A diagram of the connectivity when serving content from the root directory

Figure 42.           

A diagram of the connectivity when serving content from the root directory

Rewriting the location

YAML definition for an updated Ingress that includes the rewrite target

Figure 43.           

YAML definition for an updated Ingress that includes the rewrite target

Kubernetes Ingress annotations can be used to overcome this initial issue. Specifically, for IKS use the NGINX Ingress rewrite-target annotation.

(Information from https://kubernetes.github.io/ingress-nginx/examples/rewrite/.)

The annotations in the Kubernetes Ingress allow you to include custom configurations required for an ingress controller environment. In this example, a custom NGINX configuration is added to the nginx.conf file on the ingress controller pods automatically.

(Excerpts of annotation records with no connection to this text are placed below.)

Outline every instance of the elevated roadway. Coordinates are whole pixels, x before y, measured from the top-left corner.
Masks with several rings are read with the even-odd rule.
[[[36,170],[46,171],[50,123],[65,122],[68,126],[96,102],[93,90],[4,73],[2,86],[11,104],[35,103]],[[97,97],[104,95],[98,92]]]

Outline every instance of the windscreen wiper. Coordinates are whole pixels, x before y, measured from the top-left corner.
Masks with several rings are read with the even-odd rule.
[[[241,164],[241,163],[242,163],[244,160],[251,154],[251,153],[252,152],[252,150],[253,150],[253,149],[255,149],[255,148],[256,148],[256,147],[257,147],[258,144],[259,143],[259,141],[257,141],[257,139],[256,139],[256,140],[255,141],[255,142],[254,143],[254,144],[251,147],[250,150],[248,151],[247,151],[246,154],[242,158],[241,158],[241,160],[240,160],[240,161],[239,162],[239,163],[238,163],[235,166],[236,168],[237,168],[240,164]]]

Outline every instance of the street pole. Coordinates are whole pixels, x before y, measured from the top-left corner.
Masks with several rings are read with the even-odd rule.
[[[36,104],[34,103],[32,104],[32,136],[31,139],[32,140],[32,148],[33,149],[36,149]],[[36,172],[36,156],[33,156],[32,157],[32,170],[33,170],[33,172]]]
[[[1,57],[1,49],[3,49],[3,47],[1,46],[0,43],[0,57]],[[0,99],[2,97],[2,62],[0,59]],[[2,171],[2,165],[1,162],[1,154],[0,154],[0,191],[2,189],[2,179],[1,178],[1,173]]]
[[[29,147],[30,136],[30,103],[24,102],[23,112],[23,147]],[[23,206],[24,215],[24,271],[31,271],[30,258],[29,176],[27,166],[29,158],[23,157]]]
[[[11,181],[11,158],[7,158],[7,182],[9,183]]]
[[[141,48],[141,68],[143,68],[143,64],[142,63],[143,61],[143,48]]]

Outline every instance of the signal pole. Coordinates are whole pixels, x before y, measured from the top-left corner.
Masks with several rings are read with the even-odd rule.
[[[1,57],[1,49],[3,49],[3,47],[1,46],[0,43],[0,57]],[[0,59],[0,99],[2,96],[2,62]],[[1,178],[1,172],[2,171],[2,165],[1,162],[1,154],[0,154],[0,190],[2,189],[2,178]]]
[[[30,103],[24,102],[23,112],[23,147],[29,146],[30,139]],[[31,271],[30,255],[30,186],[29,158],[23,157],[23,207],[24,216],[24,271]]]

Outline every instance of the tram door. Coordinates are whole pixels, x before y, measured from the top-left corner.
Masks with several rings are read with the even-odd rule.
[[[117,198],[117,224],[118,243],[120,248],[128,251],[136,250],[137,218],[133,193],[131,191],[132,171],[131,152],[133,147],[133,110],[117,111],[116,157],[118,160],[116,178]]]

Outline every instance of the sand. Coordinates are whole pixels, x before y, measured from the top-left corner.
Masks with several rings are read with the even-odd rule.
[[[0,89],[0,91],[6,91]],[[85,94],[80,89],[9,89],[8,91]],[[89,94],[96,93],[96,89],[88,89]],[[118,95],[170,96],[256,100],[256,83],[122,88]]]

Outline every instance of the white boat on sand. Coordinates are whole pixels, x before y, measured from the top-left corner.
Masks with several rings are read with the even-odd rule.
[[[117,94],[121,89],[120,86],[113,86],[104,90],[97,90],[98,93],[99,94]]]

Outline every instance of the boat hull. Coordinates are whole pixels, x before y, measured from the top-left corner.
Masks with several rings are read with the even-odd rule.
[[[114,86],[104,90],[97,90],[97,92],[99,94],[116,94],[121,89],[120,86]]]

Important Point: The available annotations may differ depending on which ingress controller is used.

Using the rewrite-target annotation specifies the target URI where the traffic must be redirected.

In the example, the path, /guestbook, is matched. NGINX will then rewrite it to / before sending it to the web server. As it is now rewritten to the root directory, /, the index.html file is returned correctly, as was the case in the first scenario.

However, a problem still exists.

Within the index.html file is a reference to a few assets (CSS and JS files) that are used to build the guestbook. When the page loads it tries to download the required files, one of those being controller.js. Because it is rewriting to /, the index.html page is returned a second time.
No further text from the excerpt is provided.